Code is significantly more token-dense than English prose. Whitespace like tabs and indentation is tokenized separately, and symbols such as curly braces, arrows, and double colons may each be individual tokens. Variable names that are not common English words split into many subword tokens. A 100-line Python function typically produces 400-800 tokens.

What are special tokens and how do they affect context windows?

Special tokens are invisible tokens added by the tokenizer that count toward the context window but are not part of the visible text. These include system prompt delimiters, chat turn separators, beginning-of-sequence and end-of-sequence markers, and tool call tokens. For a conversation with a 200-token system prompt and 3 turns, the actual count may be 240-280 tokens after special tokens are added.

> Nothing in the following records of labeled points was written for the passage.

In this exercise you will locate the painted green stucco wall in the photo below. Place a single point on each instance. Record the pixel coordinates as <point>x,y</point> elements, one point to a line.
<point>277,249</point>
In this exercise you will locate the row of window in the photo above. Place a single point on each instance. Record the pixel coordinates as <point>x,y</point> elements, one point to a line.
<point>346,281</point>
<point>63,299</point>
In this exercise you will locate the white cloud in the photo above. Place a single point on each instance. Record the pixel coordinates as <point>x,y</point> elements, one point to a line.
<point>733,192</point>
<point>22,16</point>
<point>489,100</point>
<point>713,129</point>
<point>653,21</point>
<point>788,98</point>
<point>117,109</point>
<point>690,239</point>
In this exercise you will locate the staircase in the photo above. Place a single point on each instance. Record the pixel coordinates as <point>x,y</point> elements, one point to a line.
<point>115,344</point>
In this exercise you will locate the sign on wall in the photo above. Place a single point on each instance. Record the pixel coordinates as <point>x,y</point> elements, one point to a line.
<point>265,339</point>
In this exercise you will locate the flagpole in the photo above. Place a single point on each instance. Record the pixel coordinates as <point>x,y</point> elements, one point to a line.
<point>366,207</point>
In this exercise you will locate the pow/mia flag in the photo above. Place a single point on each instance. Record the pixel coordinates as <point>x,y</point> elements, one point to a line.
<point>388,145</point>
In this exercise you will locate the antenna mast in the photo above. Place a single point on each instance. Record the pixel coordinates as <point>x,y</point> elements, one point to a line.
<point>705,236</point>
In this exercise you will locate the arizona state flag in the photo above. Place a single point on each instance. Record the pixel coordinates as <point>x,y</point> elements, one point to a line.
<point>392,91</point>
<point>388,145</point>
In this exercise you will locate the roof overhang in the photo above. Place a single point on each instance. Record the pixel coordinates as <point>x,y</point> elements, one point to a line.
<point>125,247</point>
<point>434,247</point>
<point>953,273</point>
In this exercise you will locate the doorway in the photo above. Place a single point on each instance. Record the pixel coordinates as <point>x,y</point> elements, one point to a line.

How does prompt caching relate to tokenization?

Prompt caching from providers like Anthropic and OpenAI reduces cost for repeated prefixes at roughly 10% of the normal input price. Caching operates at token boundaries, requiring an exact token-level match for the prefix. Understanding tokenization helps you structure prompts to maximize cache hits by placing the stable, repeated portion at the beginning and the variable user query at the end.

How can I optimize system prompts to reduce token costs?

System prompts accumulate over time and can grow from 150 to 900 tokens as teams add edge case handling and format instructions. Audit system prompts regularly, use bullet points instead of paragraphs, remove redundant instructions, and reduce verbose examples. A 30% system prompt reduction on 1 million daily requests saves 270 million tokens per day. See LLM Cost Optimization for more strategies.